Caching of chunks listing

sevimo · 26 July 2022 18:09

I was wondering if it is possible to cache chunks directory listing. Sometimes I want to run several consecutive jobs against the same storage, and just about any single job starts with re-listing all the chunks in (remote) storage, and with millions of chunks this step can take quite a while. This is especially bad when the actual operation does almost nothing, which would be common for daily operations.

It would be great if subsequent operations wouldn’t need to re-list all the chunks again as an option.

Thoughts?

saspus · 26 July 2022 20:31

This would break concurrency scenarios (backing up with multiple machines to the same storage). Maybe it can be done with an additional -exclusive mode but it will be adding additional opportunities for failure for no benefit in return: backup, let alone backup maintenance is low priority background task — it does not matter how fast it is as long as it completes between invocations, which is always achievable for maintenance tasks.

sevimo · 26 July 2022 23:18

Not really, at least it shouldn’t. should already handle cases like this as concurrent operations can happen at any point.

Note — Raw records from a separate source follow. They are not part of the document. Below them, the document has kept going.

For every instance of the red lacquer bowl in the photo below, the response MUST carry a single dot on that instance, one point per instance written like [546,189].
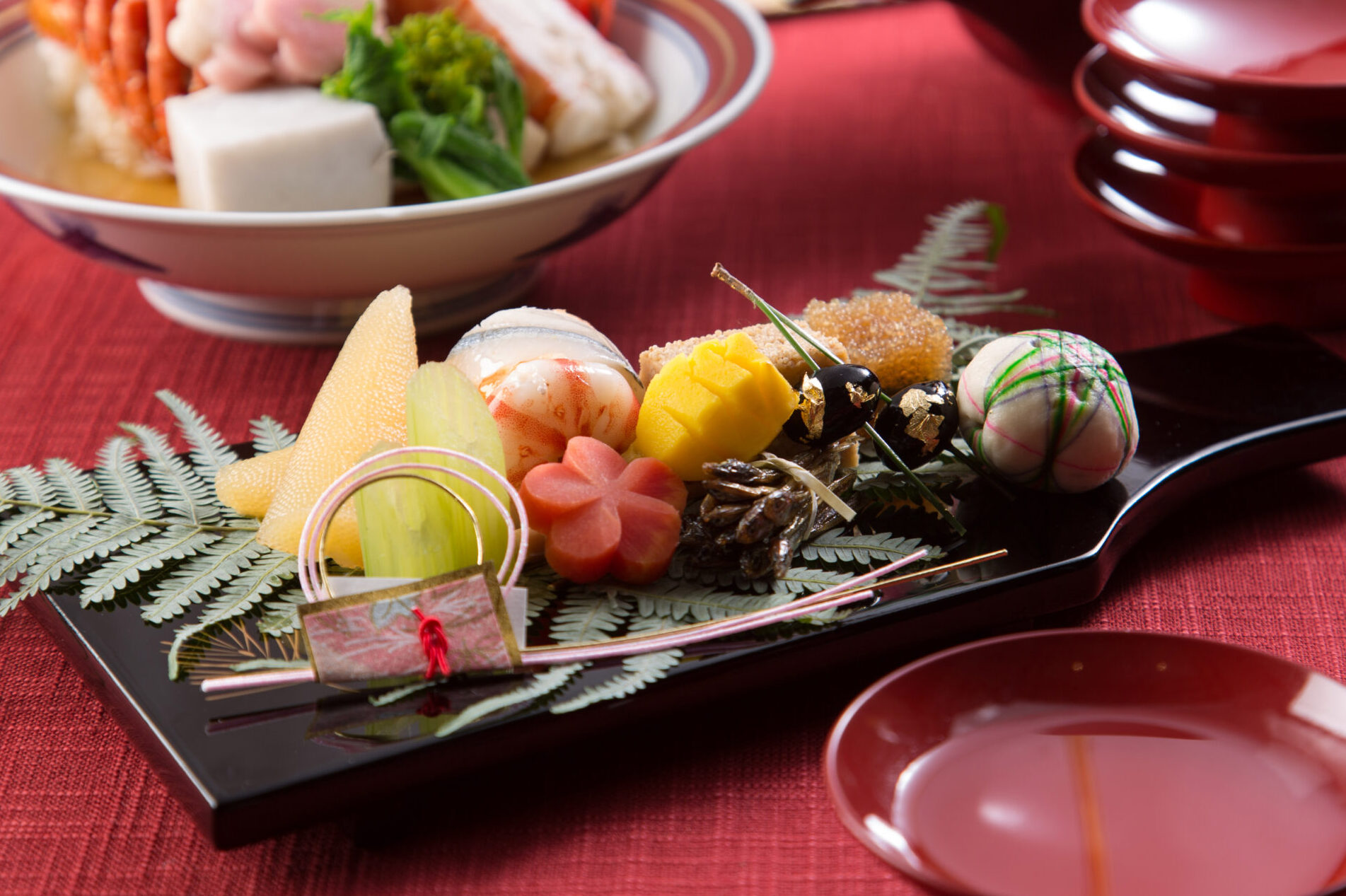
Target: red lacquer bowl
[1186,136]
[1076,763]
[1277,59]
[1296,284]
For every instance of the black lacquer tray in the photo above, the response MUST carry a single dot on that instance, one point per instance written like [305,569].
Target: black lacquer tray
[253,766]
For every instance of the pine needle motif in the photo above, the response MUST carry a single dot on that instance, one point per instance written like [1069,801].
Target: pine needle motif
[949,271]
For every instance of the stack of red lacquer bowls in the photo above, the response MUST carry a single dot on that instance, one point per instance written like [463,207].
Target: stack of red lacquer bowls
[1221,143]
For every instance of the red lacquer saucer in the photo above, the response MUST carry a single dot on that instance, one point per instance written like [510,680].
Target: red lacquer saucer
[1192,139]
[1091,763]
[1253,280]
[1280,59]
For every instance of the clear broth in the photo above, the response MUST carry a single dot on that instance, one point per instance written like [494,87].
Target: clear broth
[1092,802]
[76,171]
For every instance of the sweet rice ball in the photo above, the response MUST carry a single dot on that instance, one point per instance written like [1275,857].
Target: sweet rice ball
[1049,409]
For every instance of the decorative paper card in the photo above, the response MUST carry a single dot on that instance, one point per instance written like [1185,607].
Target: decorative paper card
[516,599]
[395,633]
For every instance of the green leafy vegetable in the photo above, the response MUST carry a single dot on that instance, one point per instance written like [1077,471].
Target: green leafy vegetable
[448,97]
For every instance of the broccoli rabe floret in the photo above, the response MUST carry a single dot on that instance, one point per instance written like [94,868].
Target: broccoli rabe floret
[448,97]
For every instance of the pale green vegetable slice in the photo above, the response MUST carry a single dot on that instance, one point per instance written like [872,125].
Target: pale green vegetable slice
[412,529]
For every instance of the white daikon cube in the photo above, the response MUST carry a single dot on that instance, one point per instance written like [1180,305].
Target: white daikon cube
[277,150]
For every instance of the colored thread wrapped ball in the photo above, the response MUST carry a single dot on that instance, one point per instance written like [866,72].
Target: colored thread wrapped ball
[1049,409]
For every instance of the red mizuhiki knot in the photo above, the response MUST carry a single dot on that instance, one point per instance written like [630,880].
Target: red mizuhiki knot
[432,642]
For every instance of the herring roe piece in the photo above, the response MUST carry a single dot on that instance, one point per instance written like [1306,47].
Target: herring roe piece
[885,331]
[1049,409]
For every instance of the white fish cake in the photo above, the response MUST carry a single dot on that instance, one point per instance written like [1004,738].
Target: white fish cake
[582,88]
[277,150]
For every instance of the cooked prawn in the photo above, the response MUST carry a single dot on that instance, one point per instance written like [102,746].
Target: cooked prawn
[541,404]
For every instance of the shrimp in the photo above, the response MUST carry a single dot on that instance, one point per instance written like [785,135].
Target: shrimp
[167,76]
[541,404]
[128,37]
[58,19]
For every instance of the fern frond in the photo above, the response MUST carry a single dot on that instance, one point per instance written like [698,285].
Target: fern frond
[676,600]
[801,580]
[209,450]
[399,693]
[125,489]
[74,487]
[833,547]
[30,486]
[271,569]
[533,689]
[125,568]
[15,526]
[951,268]
[590,618]
[637,673]
[185,493]
[110,536]
[28,557]
[199,576]
[282,615]
[271,435]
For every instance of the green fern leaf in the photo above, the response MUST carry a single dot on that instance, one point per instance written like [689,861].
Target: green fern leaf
[678,600]
[74,487]
[282,615]
[833,547]
[801,580]
[28,557]
[949,269]
[107,537]
[185,493]
[535,688]
[125,489]
[31,486]
[399,693]
[125,568]
[271,435]
[201,575]
[590,617]
[209,450]
[271,569]
[637,673]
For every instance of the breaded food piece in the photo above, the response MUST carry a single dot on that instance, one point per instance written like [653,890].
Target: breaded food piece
[901,342]
[765,337]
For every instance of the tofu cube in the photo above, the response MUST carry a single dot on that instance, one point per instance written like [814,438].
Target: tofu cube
[277,150]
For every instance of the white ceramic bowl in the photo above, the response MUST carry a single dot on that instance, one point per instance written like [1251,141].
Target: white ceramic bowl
[306,276]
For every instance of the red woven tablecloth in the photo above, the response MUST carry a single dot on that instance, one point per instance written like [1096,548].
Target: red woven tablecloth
[870,122]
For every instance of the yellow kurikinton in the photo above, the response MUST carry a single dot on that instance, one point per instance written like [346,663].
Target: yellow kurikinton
[724,400]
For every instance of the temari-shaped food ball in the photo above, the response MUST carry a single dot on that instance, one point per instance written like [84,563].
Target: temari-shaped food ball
[1049,409]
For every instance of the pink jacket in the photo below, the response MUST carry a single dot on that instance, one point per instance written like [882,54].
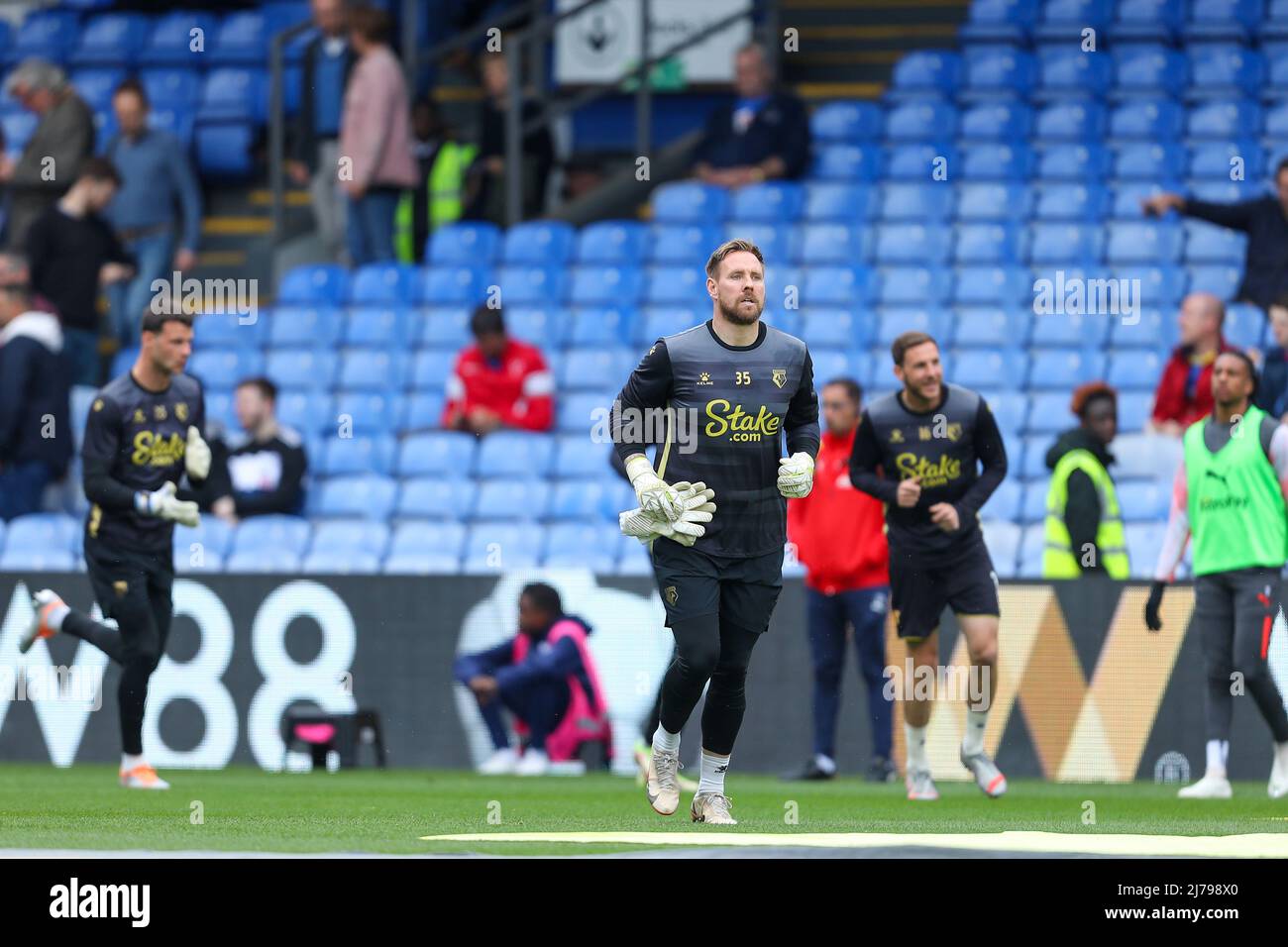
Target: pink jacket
[375,129]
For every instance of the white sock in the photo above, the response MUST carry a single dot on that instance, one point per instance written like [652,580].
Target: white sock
[712,774]
[662,740]
[55,617]
[915,740]
[1218,750]
[973,741]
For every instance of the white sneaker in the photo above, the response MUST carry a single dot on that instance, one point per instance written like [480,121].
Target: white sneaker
[661,788]
[532,763]
[143,777]
[500,763]
[1207,788]
[1278,787]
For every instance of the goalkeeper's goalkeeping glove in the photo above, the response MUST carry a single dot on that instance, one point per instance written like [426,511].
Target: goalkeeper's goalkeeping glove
[697,508]
[655,495]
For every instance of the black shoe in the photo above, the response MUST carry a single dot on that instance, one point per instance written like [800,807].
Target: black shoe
[810,771]
[881,771]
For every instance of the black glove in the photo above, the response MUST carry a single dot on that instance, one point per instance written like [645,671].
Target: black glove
[1155,598]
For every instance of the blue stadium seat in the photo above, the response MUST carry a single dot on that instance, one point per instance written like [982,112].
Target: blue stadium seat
[300,368]
[1146,119]
[585,545]
[511,499]
[987,244]
[833,201]
[997,71]
[514,454]
[539,243]
[365,495]
[437,497]
[224,368]
[690,201]
[318,283]
[612,241]
[980,201]
[926,72]
[446,453]
[681,244]
[1064,368]
[373,368]
[921,120]
[846,121]
[465,244]
[848,162]
[921,202]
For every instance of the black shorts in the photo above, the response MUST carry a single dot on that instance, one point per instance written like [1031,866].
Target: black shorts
[133,587]
[741,590]
[919,592]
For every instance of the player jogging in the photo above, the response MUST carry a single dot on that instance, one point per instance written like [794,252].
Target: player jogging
[143,433]
[735,385]
[1229,496]
[917,451]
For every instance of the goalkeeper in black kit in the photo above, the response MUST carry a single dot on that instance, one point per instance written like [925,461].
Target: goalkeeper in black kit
[715,509]
[143,434]
[918,451]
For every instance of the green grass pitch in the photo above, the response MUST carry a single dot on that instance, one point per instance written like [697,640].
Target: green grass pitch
[246,809]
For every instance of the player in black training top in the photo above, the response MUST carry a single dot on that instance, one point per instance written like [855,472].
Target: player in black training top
[734,388]
[919,451]
[142,436]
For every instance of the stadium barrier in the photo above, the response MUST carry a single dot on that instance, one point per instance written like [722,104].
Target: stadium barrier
[1085,693]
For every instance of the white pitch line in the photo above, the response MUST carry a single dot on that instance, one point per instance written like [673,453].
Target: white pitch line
[1256,845]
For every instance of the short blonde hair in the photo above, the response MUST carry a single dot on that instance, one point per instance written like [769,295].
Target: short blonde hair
[732,247]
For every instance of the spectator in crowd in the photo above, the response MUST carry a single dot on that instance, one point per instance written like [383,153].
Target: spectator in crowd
[265,474]
[546,678]
[375,136]
[498,381]
[1271,393]
[35,429]
[487,174]
[1263,219]
[1184,392]
[838,535]
[156,182]
[763,134]
[438,197]
[1083,523]
[52,158]
[72,252]
[316,136]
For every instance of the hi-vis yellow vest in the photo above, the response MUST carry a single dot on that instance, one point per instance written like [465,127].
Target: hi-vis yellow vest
[443,196]
[1059,560]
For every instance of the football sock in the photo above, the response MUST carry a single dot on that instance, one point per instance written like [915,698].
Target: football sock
[665,740]
[915,740]
[973,741]
[1218,750]
[712,774]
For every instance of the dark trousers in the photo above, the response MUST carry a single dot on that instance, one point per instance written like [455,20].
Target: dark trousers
[825,618]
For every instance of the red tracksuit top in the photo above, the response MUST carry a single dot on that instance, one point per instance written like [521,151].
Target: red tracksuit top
[838,531]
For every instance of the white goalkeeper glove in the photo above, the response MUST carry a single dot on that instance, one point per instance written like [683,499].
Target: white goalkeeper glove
[797,475]
[698,508]
[196,455]
[163,505]
[653,492]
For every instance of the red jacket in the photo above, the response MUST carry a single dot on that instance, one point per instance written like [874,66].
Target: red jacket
[1170,401]
[838,531]
[519,386]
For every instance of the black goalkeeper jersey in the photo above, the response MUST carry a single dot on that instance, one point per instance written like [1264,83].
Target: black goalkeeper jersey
[945,447]
[138,438]
[730,407]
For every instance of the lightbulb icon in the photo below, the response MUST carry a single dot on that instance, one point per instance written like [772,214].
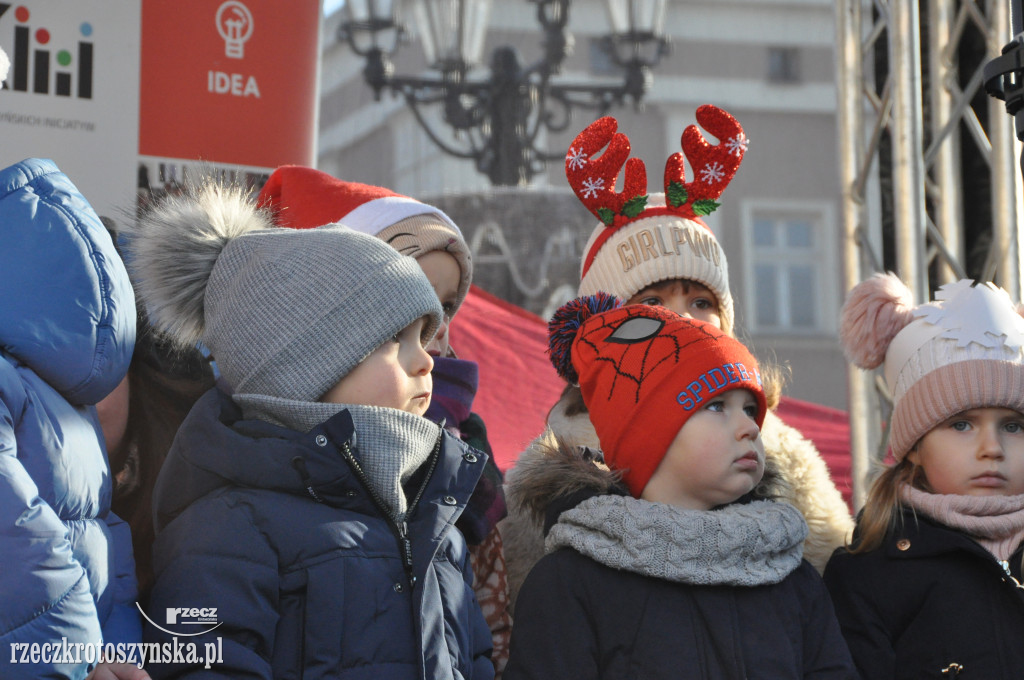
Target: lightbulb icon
[235,24]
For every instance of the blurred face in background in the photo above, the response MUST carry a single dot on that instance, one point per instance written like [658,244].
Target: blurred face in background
[686,298]
[443,273]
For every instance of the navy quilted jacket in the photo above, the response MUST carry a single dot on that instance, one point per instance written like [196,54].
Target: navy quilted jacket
[274,528]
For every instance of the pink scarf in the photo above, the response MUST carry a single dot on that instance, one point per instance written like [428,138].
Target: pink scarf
[996,522]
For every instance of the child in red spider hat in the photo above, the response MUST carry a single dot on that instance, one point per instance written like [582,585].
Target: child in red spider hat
[670,560]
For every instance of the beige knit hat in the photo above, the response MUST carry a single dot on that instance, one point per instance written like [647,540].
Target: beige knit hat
[286,312]
[963,350]
[301,198]
[644,239]
[646,251]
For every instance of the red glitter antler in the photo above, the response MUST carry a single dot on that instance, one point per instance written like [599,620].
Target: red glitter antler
[594,179]
[714,165]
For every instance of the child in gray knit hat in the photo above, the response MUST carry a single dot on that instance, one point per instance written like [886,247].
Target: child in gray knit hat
[667,557]
[305,522]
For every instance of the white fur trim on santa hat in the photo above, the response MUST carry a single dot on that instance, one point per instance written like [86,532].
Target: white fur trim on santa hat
[373,216]
[654,249]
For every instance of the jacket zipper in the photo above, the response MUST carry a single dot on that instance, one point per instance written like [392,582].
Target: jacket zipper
[397,523]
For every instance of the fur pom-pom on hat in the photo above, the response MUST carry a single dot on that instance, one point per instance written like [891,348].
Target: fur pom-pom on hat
[175,248]
[873,312]
[285,312]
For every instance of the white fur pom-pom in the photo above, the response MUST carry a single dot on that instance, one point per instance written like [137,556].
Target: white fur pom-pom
[873,312]
[175,246]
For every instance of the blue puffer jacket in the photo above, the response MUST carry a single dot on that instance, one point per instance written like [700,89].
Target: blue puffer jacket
[67,335]
[309,580]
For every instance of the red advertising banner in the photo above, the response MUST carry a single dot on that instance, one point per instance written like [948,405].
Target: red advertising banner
[229,81]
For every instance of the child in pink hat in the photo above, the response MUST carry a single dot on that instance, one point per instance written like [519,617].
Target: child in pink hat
[655,249]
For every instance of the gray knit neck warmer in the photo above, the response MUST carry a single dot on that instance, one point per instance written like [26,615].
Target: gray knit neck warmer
[751,544]
[390,444]
[994,521]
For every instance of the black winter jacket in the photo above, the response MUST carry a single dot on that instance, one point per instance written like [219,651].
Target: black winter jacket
[930,603]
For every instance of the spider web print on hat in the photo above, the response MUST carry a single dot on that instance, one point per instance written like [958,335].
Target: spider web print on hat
[594,177]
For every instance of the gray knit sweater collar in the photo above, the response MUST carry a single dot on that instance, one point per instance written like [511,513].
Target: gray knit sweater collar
[390,444]
[751,544]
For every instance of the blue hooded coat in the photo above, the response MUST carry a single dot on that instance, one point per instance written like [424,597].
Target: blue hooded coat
[275,530]
[67,336]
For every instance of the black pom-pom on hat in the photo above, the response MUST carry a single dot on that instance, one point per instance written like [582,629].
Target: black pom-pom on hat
[564,326]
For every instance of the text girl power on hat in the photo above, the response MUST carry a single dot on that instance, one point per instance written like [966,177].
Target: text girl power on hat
[714,380]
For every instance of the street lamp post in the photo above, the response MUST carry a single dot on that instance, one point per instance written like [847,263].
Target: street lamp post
[499,119]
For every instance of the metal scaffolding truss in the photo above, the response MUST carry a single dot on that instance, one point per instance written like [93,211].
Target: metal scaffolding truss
[905,105]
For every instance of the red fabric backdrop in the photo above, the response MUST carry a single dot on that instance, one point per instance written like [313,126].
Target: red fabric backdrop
[518,385]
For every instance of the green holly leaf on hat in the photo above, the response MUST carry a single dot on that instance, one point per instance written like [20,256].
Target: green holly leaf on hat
[705,207]
[635,206]
[677,195]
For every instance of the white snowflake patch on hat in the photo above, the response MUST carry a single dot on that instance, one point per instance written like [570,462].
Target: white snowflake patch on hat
[981,313]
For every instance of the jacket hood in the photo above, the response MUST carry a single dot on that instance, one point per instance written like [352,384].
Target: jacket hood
[70,313]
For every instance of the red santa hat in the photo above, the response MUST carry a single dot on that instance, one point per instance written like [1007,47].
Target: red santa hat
[303,198]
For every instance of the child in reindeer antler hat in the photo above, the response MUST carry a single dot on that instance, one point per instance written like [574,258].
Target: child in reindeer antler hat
[674,560]
[931,585]
[654,249]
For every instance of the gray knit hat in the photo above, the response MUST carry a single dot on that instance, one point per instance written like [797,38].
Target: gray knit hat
[285,312]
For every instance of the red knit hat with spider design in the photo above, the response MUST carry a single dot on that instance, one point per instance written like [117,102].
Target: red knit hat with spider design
[643,371]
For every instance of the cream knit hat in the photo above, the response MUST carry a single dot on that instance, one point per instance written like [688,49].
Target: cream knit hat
[646,251]
[286,312]
[644,239]
[963,350]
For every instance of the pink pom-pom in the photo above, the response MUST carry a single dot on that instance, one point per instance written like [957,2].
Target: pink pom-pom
[873,312]
[564,326]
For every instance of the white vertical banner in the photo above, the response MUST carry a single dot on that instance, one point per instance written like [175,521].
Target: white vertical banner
[73,92]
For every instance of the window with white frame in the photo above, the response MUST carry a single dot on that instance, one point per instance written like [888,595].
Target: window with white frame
[787,277]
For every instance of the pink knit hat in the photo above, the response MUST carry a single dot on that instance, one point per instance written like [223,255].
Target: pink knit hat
[963,350]
[644,239]
[303,198]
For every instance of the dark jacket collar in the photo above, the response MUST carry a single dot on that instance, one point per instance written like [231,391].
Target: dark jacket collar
[215,449]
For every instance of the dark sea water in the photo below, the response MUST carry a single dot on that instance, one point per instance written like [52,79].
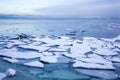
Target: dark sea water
[72,28]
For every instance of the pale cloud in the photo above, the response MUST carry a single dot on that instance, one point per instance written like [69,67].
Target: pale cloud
[75,8]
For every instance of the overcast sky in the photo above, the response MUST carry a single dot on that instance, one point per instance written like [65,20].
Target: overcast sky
[62,8]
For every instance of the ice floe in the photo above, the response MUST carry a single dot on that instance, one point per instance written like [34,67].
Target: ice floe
[33,47]
[81,64]
[34,64]
[103,74]
[105,51]
[9,73]
[17,54]
[91,53]
[2,75]
[11,60]
[49,59]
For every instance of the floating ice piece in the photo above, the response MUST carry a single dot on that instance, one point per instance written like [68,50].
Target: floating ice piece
[39,48]
[92,65]
[55,59]
[10,72]
[2,75]
[80,48]
[22,55]
[105,51]
[14,42]
[116,59]
[103,74]
[57,50]
[73,55]
[94,42]
[47,53]
[94,56]
[11,60]
[95,60]
[64,74]
[49,59]
[34,64]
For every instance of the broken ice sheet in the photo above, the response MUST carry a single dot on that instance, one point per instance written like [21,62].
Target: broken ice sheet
[105,51]
[11,60]
[34,64]
[63,74]
[87,65]
[103,74]
[20,55]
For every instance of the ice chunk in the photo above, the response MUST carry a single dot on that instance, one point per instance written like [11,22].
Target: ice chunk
[22,55]
[103,74]
[95,60]
[116,59]
[31,46]
[55,59]
[35,64]
[11,60]
[92,65]
[93,42]
[73,55]
[49,59]
[10,72]
[14,42]
[47,53]
[94,56]
[80,48]
[57,50]
[2,75]
[63,74]
[105,51]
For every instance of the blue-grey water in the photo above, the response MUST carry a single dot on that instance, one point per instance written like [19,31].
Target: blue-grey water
[95,28]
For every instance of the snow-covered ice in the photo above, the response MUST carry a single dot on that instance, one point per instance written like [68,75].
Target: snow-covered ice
[11,60]
[20,55]
[91,53]
[10,72]
[103,74]
[105,51]
[34,64]
[2,75]
[80,64]
[49,59]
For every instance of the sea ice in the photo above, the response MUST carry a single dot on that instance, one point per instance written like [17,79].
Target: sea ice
[103,74]
[10,72]
[49,59]
[2,75]
[95,60]
[105,51]
[35,64]
[11,60]
[17,54]
[80,64]
[80,48]
[33,47]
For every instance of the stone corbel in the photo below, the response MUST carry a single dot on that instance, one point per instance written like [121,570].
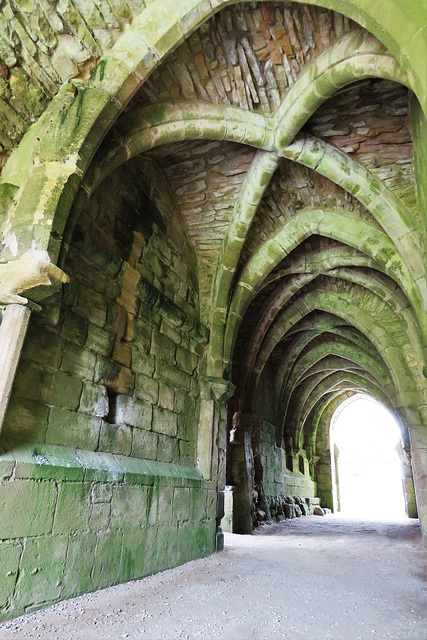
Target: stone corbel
[218,389]
[16,277]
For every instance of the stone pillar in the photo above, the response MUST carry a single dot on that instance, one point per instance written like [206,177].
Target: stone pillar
[17,276]
[13,328]
[418,440]
[242,466]
[211,443]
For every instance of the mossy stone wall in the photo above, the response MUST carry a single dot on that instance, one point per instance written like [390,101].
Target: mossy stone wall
[99,483]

If you listed all the chunks at the beginning of operation there are absolutely no guarantees that this listing will stay like that for the remaining duration of the operation, it doesn’t lock storage. No -exclusive is needed because at worst different operation can upload the same chunk with the same content. Prune is different as it is the only operation that modifies the storage differently. So whether you read chunk listing at the beginning of operation from storage or from cache, there needs to be understanding that it is not necessarily the most recent state of the storage.

Having said that, I might be mistaken about re-reading the whole chunk list every time. It seems this is done on any first revision of a particular snapshot (and I’ve been making quite a few of those for testing), yet on subsequent backup runs the full listing is not executed, which cuts down on execution time quite a bit (full listing can take more than half an hour for 2-3TB repository). Check operations still need the whole listing, but that’s fine as there are probably not that many use cases of running multiple check commands against the same storage.

saspus · 27 July 2022 01:35

Correct, by checking for the presence of a specific chunk on a target, not caching its existence. It only caches contents the chunk: once the chunk is verified to be present on the server, and is cached locally – download can be avoided.

This (check for chunk presence on the target) is what makes prune (especially exhaustive one) so ridiculously slow with some remotes. But there is no hurry with prune – so it’s a non-issue.